My comments are from two points of view, the first being software project manager for a complicated, multi-module software product, and the second being as a production line coder. For me, Leo’s greatest and only real drawback is the learning curve. This learning curve can be shallow is if all that is required is that someone code using Leo. However, in our company we allocate 40 to 80 hours on top of the normal coding load for someone to come up to speed on Leo. The ROI (return on investment) is calculated by me to be on the order of 3 months. So if I hire a consultant for less than 3 months, I don’t teach him Leo, even though all source code in our company must reside in Leo files for the reasons I won’t go into now.

I consider that my coders are 15 to 30 percent more efficient in their daily operations than my competition’s people. This indefensible claim of mine is based on the changes in my productivity as Leo grew from a test document production tool to the primary production method for all our assembly, c and cpp source code.

Personally, I hate to deal with documentation when I write code, except: 1) When I am first sitting down to solve a new problem. Then the documentation becomes quite long-winded and pontificatory, as if I were the only one on earth smart enough to solve the problem - or 2) When I come back to code I or someone else has written and find the documentation insufficient to understand the code without study (seems to be most of the time).

So I do not require my engineers or myself to do a great job of documentation, nor do I use Leo for that purpose. Rather, it is Leo’s outlining and organizing ability, and Leo’s ability to create source files from within the outline that give me what I think is a tremendous competitive advantage. Each of my company’s products run on all versions of windows from Win 3.1 to XP. In our flagship software piece, there are ten main modules, and each module is maintained by one single Leo file. In the codec module, one Leo file named compress.leo organizes and creates seven .asm files, forty-four .c files, twenty .h files, two .def files, four .mak files, etc. etc. etc. This one file can be checked out from source code control and given to an engineer for the addition of a new feature.

In it are contained all the known issues for the code, each issue arranged in its own clone section. One clone section groups together every routine, variable or type definition that must change between different versions of Windows. These sections could be from six different c source files, two assembly files, and eight .h files. Another clone section groups together those sections relating to memory problems, which change according to the memory configuration and TSR configuration (or lack thereof) on the target machine. Another clone section groups sections that fail (or don’t fail) if the routine in question was accidentally run during the dreaded ‘interrupt time’. Another clone section is a section containing clones, each of which is named after the major bug that was fixed when the engineer who fixed the bug grouped a bunch of routines, definitions, etc. together to fix the bug.

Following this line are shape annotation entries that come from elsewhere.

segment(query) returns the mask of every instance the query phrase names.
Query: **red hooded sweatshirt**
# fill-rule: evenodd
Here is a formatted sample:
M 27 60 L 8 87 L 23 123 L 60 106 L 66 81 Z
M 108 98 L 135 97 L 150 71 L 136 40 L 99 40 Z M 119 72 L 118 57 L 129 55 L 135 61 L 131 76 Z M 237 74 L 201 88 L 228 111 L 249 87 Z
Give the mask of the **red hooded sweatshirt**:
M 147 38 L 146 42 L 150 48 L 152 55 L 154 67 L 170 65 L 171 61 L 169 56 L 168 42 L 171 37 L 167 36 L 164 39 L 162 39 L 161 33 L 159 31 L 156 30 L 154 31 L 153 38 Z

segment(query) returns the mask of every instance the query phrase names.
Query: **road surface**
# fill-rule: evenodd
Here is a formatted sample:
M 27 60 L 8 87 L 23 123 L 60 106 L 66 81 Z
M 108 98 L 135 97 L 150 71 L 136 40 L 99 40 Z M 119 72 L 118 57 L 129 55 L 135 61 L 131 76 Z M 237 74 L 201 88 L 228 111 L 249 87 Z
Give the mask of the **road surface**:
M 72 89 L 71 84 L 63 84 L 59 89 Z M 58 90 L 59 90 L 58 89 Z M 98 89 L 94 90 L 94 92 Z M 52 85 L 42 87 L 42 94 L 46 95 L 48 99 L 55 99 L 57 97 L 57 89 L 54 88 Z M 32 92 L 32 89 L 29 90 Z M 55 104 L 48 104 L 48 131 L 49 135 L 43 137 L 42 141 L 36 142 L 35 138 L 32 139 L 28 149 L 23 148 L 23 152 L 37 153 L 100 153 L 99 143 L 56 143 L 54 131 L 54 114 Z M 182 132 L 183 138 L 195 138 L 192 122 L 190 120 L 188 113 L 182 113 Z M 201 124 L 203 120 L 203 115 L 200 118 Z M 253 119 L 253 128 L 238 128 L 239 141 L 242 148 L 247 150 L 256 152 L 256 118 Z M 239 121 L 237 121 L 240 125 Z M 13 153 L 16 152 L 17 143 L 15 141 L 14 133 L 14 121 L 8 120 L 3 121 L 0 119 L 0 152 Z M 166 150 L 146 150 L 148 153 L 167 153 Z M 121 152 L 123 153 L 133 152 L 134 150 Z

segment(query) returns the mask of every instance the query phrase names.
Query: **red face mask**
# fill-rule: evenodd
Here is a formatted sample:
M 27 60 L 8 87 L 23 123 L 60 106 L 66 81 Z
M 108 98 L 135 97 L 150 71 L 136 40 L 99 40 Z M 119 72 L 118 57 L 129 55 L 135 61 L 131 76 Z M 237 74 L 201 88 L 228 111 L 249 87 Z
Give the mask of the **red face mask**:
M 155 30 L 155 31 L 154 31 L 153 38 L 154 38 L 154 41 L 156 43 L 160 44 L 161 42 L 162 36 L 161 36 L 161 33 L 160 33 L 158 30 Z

None of the above clone sections was ‘designed’ into the document. Just the opposite happens. When the codec was first written, there was just a single Leo file with a bunch of sections for each c routine or assembly module. As the product grew and was tested on various platforms, each failure of the module was organized into clones each time a failure was fixed. This is what I call self documenting code. This has nothing to do with me sitting and documenting anything. Its just that the structure of a bug fix (or product enhancement) lives on long after the coding is done, as long as no one is foolish enough to delete the cloned sections that document what happened.

In actual practice, this organizational ‘history’ is so powerful that I can’t begin to describe it. A reverse learning curve happens when an engineer gets a Leo file that already has the ‘interrupt time sensitive’ routines grouped together by the last unfortunate soul who had to work on them. There may not be any more written documentation, but the knowledge contained in the structure can be breathtaking. It is certainly timesaving. I find this particularly true in my own case. Often I’ll look at some code that seems totally unfamiliar and think ‘what idiot wrote this crap’. Then I’ll look at the version control comments and realize that I wrote the crap. Then for sure I know the documentation is non-existent, but the clones I used to develop it are still there, and they always serve to refresh my memory in an indescribable way.

Enough of this commentary, I just looked at the clock. Best wishes to anyone willing to try Leo for a week. I hope you will be glad you did.